8. That on May 23, 1989 Mitchell filed a grievance alleging that the transfer of Wolf to the Water Department violated the collective bargaining agreement; that the grievance was denied at Step 2 of the grievance procedure on May 24, 1989; that on May 31, 1989 Mitchell appealed his grievance to Step 3 of the grievance procedure; that on May 31, 1989 Assistant Director of Public Works Michael Pertner denied the grievance; that Mitchell did not appeal his grievance to Step 4 of the grievance procedure; and, that there is no evidence Mitchell ever requested the Union to process his May 23, 1989 grievance to arbitration.

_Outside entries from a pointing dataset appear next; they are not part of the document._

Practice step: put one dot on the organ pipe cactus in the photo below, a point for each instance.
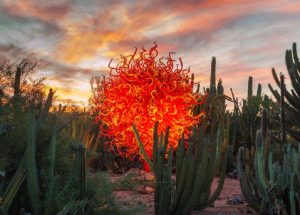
(266, 188)
(195, 166)
(291, 102)
(274, 185)
(5, 141)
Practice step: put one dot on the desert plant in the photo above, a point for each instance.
(270, 181)
(196, 166)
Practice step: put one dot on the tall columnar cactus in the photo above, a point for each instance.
(79, 170)
(195, 166)
(31, 167)
(5, 141)
(267, 187)
(274, 186)
(291, 102)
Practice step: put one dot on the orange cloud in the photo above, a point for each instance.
(52, 11)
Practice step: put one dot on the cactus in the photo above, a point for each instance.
(13, 186)
(265, 188)
(289, 100)
(79, 169)
(5, 140)
(31, 167)
(196, 166)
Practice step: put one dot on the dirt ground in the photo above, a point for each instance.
(230, 201)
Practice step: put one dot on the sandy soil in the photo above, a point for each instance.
(231, 194)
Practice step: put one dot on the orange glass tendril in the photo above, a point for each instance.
(143, 89)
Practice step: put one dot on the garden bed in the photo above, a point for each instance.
(230, 201)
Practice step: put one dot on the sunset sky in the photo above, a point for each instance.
(75, 39)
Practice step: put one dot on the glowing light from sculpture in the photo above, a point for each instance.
(143, 89)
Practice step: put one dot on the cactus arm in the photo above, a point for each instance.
(32, 180)
(199, 180)
(292, 195)
(53, 142)
(141, 146)
(13, 186)
(213, 89)
(245, 181)
(179, 158)
(250, 87)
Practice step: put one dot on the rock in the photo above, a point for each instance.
(149, 189)
(149, 176)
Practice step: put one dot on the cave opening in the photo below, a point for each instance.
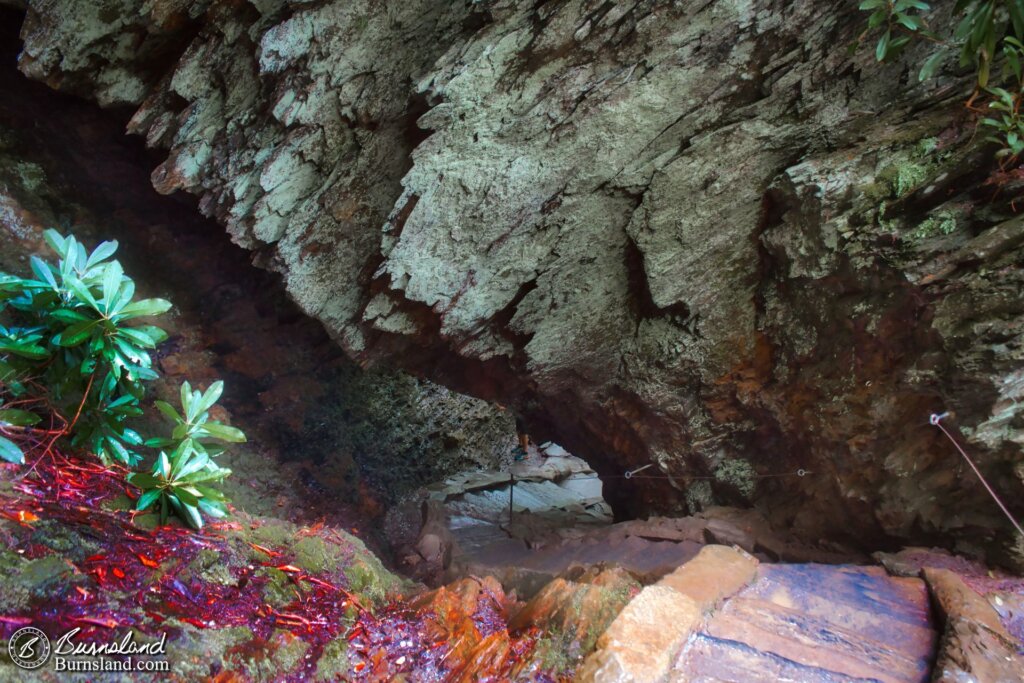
(331, 440)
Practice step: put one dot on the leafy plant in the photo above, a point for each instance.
(988, 32)
(899, 16)
(74, 348)
(181, 477)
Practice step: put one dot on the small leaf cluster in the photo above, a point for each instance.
(182, 476)
(75, 347)
(897, 17)
(988, 33)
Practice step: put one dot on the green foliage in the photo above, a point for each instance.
(988, 33)
(894, 18)
(181, 477)
(74, 348)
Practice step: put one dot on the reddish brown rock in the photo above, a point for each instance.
(815, 623)
(975, 644)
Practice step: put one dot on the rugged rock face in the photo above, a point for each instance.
(326, 435)
(696, 235)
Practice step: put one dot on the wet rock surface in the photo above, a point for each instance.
(327, 437)
(702, 237)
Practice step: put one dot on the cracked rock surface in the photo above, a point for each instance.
(696, 235)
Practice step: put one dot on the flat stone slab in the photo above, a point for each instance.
(816, 623)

9. That Radtke testified that when either an employe or steward initially files a grievance he is informed of the matter; that thereafter Radtke receives copies of the grievance as the grievance is processed through the grievance procedure; that prior to arbitration the employe or steward who is processing the grievance makes a request either to the Vice-President of the Union or to Radtke that they would like the matter to proceed to arbitration; that if a request is not made the Union considers the matter to be dropped; that if a request is made the matter is taken to the Union's Executive Board; that the executive Board consists of seven (7) voting members and the Union President, who is a non-voting member; and, that the voting members determine whether a grievance should be taken to arbitration.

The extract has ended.